Feedback on part 9 โ€“ performance benchmarking

Hello,

I've read https://www.endoflineblog.com/graal-truffle-tutorial-part-9-performance-benchmarking and wanted to leave some feedback.
It is a nice write up, thank you for these nice blog posts.
I'm sure they help people getting started with Truffle.

I noticed a few things which are rather unexpected, based on my experience with Truffle (I work on TruffleRuby).

The first thing is the benchmark redefines the function every time.
That seems unexpected, especially for micro-benchmarks.
Here it seems much better to declare the function in the setup, and only call fib inside the benchmark itself.
Also calling eval like this is likely to have a non-trivial overhead.
Better would be to Value fib; as a field, fib = context.eval("ezs", "function fib(n) {...}") in setup and then benchmark fib.execute(20).
Another possibility would be to store "fib(20)" as a Source and pass that to eval.
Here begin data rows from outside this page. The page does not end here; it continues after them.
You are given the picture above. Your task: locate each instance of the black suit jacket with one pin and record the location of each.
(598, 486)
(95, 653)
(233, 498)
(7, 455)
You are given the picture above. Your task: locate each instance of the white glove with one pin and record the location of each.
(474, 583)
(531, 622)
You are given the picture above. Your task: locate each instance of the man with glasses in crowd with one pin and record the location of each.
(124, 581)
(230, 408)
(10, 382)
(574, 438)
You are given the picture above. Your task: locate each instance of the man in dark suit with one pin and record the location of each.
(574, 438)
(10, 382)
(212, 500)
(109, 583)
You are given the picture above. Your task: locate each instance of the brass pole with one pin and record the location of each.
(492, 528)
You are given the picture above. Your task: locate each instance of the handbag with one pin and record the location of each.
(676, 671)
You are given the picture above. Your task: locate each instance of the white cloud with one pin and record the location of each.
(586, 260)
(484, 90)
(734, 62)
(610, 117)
The mutable FunctionObject approach feels quite off for JS-like languages. I guess the inspiration is SLFunction?
IMHO it's kind of a hack and it only works because in SL there are only functions at the top-level, and so a single map of functions conceptually, and the functions objects are used both for caching looking and holding on the CallTarget.
In a JS-like language, typically the function/property lookup would be cached separately (using the Truffle Object Model), and the function itself would have a fixed CallTarget.
Related, the caching in GlobalVarReferenceExprNode seems only correct if it's only functions that can be assigned at the top-level and not other variables. Otherwise, this would cache fib to the given function even after fib = 3 at the top-level (which cannot really be handled by the mutable FunctionObject).

The change in BlockStmtNode should not change peak performance (although it is a good change in general), Graal should compile it the same no matter which version is used, because it can see ret is unused except the last one after it exploded/unrolled the loop. Do you have a way to reproduce that? If the performance actually differs it would likely be a bug.
Possibly the difference you saw could be caused by not enough warmup.
cc @rschatz

Auxiliary slot

They are stored in something called auxiliary slots; basically a map inside the VirtualFrame. The keys of that map historically were instances of a class called FrameSlot. However, that class has been removed in GraalVM version 22, and now the map is indexed by integers, the same way function arguments are. These integer indexes are related to another important class, FrameDescriptor.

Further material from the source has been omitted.